Moving to the back, the dioptre or eye focus can be easily adjusted. When adjusting the magnification, the whole rear body turns. This can be a little tricky when rear scope covers are fitted, as they turn with it! On the 5.5-22, you can fit the cover in such a position that it will not interfere with the bolt when cycling a round, but on the 12-42, on the highest settings, the cap is directly in the way. I found it very annoying, but there is a reason for this as it makes for a stronger design, so why have most other manufacturers not adopted this set-up? The NXS also comes with its own rubberised scope covers as standard.
For testing, I used the scopes on a variety of rifles, such as a Browning X-Bolt in .243, RPA Woodland Stalker in .308 and a RPA Long-Range Interceptor in 6.5×284. My colleagues and I tested the scopes at night, fox shooting, medium- to long-range varminting on crows, as well as out to 800 yards on targets.
From experience, comparing riflescope performance is tricky as everyone’s eyes are different, not forgetting the changing with age. My European scopes – the Schmidt & Bender PMII 5-25×56 and Zeiss Diavari 6-24×56 – reflect, in my humble opinion, some of the best tactical optics available on the market today. So we are comparing the NXS 5.5-22×56 at an SRP of £1,536 to the European top-end models that vary from around £1,900 to £2,500 SRP.
In an unscientific but practical fashion, we compared the Nightforce to the top-end scopes in terms of brightness, clarity and ease of use in the field. One easy test of clarity was using an A4-size opticians’ chart from a distance of 100 yards. In bright daylight, we concluded that there was barely any difference between them; when the light faded, the top-end scopes made it easier to identify the smaller letters, but only by a little.
On targets from 300-800 yards, after careful adjustment of both ocular and parallax focus, once again, in full daylight there was very little to separate any of these scopes. The field of view is definitely less on the NXS, especially compared to the Zeiss when on the same magnification settings, though it’s not too drastic.
Night shooting was where we were the most surprised. We were expecting the more expensive models to be better by a country mile. The Nightforce reticles are very thin but we had little problem acquiring targets and seeing the point of aim. The Nightforce was not quite as bright and clear as the others and I have no doubt that an expert in this field could blind us with various facts and figures stating the superiority of the European glass, but in the field, lying on your belly, there ain’t much in it.

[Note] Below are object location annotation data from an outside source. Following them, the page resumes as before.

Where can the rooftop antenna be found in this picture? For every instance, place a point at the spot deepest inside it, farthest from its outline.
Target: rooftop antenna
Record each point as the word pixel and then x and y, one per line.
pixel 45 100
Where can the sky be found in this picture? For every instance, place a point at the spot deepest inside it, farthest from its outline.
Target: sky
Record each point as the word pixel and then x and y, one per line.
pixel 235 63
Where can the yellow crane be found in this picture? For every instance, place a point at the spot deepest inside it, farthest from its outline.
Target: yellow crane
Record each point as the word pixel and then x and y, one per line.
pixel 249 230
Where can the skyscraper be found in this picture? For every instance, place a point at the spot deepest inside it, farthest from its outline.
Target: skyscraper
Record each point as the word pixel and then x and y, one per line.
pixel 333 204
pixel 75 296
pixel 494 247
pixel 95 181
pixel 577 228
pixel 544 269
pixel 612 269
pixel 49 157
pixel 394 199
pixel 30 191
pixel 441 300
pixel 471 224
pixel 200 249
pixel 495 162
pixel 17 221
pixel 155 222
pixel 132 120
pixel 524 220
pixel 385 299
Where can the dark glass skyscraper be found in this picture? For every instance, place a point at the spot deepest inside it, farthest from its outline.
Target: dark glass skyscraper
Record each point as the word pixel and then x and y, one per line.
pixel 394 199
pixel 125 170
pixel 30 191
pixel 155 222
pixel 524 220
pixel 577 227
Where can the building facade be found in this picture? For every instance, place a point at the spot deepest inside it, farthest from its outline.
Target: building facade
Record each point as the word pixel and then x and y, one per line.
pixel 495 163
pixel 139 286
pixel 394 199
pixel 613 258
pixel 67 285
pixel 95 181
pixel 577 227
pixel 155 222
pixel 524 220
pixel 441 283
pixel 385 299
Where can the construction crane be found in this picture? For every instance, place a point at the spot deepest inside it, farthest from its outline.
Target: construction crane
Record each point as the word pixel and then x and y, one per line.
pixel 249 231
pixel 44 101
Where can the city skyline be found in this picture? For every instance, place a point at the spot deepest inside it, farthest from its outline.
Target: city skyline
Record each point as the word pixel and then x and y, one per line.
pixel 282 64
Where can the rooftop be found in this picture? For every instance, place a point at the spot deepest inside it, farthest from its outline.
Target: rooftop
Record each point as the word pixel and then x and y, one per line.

Overall, from a hunting or sporting rifle point of view, can the NXS compete with its European competitors in the field? I think it can. If you are a shooter like me, who is involved with deer and fox control at shorter ranges, but also long-range varminting and target practice out to over 1,000 yards, there are huge savings to be made. If you are only interested in the culling of deer and foxes out to 250 yards, I would probably favour a European scope, especially when many can now can be bought with easily adjustable range settings on the elevation turrets to help that longer shot.But we were all pleasantly surprised at the quality of the glass of the Nightforce NXS. If they are good enough for the military, there is no question about their rigidity and reliability for the sporting rifleman.